States owe $30 billion in outstanding loans to federal government!
WASHINGTON (PNN) - July 16, 2012 - Already struggling to cut budgets and pay for services like health care and education, nearly half the 50 states owe the federal government billions of dollars in outstanding loans.
Over the past three years, states have exhausted their unemployment insurance trust funds as they paid out benefits to the large number of unemployed Amerikans, who can get up to 99 weeks of unemployment benefits in some states.

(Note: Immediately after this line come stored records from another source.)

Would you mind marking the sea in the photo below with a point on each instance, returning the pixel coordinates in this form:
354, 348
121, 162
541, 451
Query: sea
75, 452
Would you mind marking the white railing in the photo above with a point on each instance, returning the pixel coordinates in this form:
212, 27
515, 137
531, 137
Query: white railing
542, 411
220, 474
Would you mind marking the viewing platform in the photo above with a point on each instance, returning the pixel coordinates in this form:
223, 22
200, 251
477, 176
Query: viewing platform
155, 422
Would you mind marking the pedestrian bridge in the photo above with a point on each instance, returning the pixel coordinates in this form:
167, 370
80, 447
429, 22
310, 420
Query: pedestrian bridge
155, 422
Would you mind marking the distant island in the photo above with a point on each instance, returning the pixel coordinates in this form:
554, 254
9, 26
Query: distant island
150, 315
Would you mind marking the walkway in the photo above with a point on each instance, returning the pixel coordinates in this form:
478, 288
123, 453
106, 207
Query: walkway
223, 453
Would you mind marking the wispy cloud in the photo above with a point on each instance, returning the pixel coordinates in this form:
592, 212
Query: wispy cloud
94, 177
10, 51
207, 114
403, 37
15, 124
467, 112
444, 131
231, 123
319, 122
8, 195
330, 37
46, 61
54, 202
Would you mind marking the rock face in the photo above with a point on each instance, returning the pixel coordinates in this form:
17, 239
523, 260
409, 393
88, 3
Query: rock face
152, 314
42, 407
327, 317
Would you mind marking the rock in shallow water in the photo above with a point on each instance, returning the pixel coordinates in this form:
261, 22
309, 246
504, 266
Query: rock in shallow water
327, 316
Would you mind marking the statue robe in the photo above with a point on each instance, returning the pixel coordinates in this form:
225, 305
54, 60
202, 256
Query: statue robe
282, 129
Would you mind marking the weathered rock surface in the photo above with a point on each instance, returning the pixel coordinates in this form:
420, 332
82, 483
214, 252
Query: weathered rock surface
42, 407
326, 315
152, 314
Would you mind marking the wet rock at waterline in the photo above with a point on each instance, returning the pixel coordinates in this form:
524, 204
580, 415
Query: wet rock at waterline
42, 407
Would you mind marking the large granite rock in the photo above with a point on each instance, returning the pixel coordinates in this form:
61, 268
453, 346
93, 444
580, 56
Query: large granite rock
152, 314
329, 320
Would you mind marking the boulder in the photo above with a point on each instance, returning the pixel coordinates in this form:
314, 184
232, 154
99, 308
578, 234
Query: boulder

Unemployment insurance is jointly run by the federal government and the states, and employers and employees pay taxes to both federal and state governments. The program is administered by the states while the federal government reimburses the states for administrative expenses. When unemployment is high, benefits are extended, and states unable to pay benefits out of their reserves may borrow from the federal government to do so.
States aren’t expected to pay back these loans for several years, but businesses and employees in many states now face increases in their federal unemployment insurance tax rates because of them.
However, the federal credit disappears the longer a state’s unemployment insurance program remains insolvent. The 90% credit is reduced by 0.3 percentage points each year of insolvency.
When the Depression began in 2008, only 17 states, District of Columbia, and Puerto Rico had sufficient funds for one year of “high-cost” benefits, while 20 states couldn’t even afford half a year of benefits.
According to the Department of Labor, more than $30.2 billion in outstanding loans from the Federal Unemployment Account (FUA) exist as of July 11, 2012. The FUA is a loan fund for state unemployment programs to ensure unemployment benefits can continue during an economic downturn.